Auch der Mikrobiologe Alex Crits-Christoph von der Universität Berkley hält die Studie für schlecht gemacht.

Alex Crits-Christoph sagt: Die "auffälligen" Markierungen in diesen regelmäßigen Abständen fänden sich auch in natürlichen Coronaviren, die in Fledermäusen vorkommen. Darüber hinaus gebe es sogar natürliche Viren, in denen noch mehr solcher "Regelmäßigkeiten" auftreten, was ein Argument dafür sei, dass sie natürlich entstehen könnten.
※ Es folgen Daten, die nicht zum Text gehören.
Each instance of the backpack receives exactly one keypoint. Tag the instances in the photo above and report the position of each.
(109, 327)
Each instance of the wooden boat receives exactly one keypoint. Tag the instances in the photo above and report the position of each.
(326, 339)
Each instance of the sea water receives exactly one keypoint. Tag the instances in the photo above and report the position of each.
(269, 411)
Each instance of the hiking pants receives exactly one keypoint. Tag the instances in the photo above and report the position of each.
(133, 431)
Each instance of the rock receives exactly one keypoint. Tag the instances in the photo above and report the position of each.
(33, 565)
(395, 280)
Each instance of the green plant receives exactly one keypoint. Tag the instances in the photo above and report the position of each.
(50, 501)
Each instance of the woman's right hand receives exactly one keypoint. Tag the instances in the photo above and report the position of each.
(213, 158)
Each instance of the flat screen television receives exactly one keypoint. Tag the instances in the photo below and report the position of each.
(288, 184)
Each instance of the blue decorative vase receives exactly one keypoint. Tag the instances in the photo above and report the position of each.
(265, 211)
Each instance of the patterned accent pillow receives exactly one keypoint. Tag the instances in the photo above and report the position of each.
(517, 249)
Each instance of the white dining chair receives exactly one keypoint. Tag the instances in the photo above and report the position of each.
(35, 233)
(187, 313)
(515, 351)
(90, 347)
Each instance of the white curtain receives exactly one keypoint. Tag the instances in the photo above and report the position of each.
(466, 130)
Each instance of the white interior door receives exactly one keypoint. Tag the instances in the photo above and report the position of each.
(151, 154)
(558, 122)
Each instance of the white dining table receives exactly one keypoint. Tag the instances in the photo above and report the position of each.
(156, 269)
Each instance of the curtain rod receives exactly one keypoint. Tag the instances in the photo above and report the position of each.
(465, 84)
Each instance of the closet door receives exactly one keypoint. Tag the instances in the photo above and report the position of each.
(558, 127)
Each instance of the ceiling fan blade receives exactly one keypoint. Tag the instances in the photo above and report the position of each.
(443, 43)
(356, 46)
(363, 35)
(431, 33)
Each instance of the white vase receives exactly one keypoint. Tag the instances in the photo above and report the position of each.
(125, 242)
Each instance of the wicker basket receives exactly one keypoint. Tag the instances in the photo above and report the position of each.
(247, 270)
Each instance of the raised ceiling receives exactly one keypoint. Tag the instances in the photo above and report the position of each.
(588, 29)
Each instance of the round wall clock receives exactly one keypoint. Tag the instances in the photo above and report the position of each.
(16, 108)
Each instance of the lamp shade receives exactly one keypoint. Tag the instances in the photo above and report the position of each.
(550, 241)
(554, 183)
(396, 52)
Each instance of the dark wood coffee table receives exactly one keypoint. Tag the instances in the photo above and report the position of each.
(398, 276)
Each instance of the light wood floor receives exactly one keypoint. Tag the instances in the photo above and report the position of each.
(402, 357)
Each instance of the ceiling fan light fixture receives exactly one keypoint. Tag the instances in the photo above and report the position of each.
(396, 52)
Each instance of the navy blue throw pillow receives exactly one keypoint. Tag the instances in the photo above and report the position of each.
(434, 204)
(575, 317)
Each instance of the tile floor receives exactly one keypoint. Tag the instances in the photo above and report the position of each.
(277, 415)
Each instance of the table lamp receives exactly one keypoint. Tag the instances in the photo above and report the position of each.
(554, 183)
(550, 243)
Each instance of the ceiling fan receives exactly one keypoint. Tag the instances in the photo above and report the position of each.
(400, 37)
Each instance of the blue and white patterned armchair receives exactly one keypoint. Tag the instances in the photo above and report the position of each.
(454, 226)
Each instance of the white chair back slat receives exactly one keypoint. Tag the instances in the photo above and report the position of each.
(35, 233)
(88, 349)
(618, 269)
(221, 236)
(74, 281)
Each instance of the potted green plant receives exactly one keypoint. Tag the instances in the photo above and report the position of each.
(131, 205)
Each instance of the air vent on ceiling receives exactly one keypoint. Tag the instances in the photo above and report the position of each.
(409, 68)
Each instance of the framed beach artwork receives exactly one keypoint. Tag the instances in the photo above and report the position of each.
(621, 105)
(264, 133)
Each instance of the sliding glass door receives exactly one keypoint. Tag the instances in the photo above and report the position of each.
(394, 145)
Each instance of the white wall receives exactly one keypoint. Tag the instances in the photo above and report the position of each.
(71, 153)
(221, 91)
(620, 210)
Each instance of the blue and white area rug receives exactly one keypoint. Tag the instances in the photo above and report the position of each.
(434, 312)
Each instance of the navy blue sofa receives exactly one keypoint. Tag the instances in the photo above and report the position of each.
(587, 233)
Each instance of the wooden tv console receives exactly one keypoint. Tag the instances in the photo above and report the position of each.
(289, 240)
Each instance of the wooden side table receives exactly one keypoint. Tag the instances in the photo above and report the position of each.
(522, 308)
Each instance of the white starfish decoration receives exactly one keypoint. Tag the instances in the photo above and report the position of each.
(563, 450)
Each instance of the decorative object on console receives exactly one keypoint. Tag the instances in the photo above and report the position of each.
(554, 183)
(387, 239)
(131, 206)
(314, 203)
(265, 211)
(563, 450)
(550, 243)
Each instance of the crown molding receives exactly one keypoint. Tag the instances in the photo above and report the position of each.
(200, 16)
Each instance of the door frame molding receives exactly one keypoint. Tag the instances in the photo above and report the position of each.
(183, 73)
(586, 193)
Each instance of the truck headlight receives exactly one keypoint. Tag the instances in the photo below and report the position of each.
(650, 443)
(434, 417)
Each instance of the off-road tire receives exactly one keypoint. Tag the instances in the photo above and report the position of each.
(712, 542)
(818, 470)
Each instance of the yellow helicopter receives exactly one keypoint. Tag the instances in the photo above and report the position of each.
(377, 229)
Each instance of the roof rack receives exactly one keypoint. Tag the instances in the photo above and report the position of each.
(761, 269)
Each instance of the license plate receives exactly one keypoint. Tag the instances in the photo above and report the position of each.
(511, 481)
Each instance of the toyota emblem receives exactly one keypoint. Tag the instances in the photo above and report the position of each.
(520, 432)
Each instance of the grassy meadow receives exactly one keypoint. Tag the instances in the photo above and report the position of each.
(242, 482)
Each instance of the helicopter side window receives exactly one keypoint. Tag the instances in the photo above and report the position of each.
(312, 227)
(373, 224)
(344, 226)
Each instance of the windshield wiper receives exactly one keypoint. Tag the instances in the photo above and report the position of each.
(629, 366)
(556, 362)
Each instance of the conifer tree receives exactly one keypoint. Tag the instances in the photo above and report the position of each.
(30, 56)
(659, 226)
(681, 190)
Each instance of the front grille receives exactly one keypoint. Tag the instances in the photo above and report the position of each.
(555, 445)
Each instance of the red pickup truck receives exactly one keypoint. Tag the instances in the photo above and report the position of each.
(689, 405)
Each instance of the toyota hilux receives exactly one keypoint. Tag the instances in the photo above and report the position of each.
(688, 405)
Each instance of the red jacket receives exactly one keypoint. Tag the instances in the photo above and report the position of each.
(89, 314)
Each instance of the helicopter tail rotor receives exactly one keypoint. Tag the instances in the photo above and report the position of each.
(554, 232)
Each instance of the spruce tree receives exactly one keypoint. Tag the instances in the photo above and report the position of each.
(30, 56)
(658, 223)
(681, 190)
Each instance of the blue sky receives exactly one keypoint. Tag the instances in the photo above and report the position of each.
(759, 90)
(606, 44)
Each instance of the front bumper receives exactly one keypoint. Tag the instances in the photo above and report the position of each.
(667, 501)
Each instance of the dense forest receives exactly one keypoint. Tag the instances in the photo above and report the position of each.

Die auffälligen Stellen könnten für die Forschung dennoch interessant sein, falls sie tatsächlich künstlich hergestellt worden wären, sagt der assoziierte Professor Justin B. Kinney vom Cold Spring Harbour Laboratory in New York, weil so Labortechniken weiterentwickeln werden könnten.

Fazit

Die Labor-These kann zwar weiterhin nicht ausgeschlossen werden, ist aber laut überwiegender Experten-Meinung unwahrscheinlich. Da die chinesische Regierung sich mit Informationen zum ursprünglichen Ausbruch in Wuhan aber zurückhält, wird sich die Frage nach dem Ursprung des SARS-CoV-2-Erregers wohl nie so beantworten lassen, dass Kritiker beider Seiten überzeugt sind.

Für die Forschung bleibt dieser Zustand unbefriedigend. Je nachdem, wo der Ursprung war - ob auf einem Wildtiermarkt oder in einem Labor - müssten nämlich unterschiedliche Konsequenzen gezogen werden, um zukünftige Pandemien zu verhindern.

Das ist es auch, was Friedemann Weber von der Universität Gießen besonders ärgert: "Für mich persönlich besteht der Skandal darin, dass in China trotz der Erfahrungen mit SARS-CoV-1 anno 2003 die Tiermärkte nicht reguliert wurden. Unter solchen Bedingungen musste das einfach passieren."

Update: Der Artikel wurde am 27.10. durch die Aussagen von Friedemann Weber ergänzt.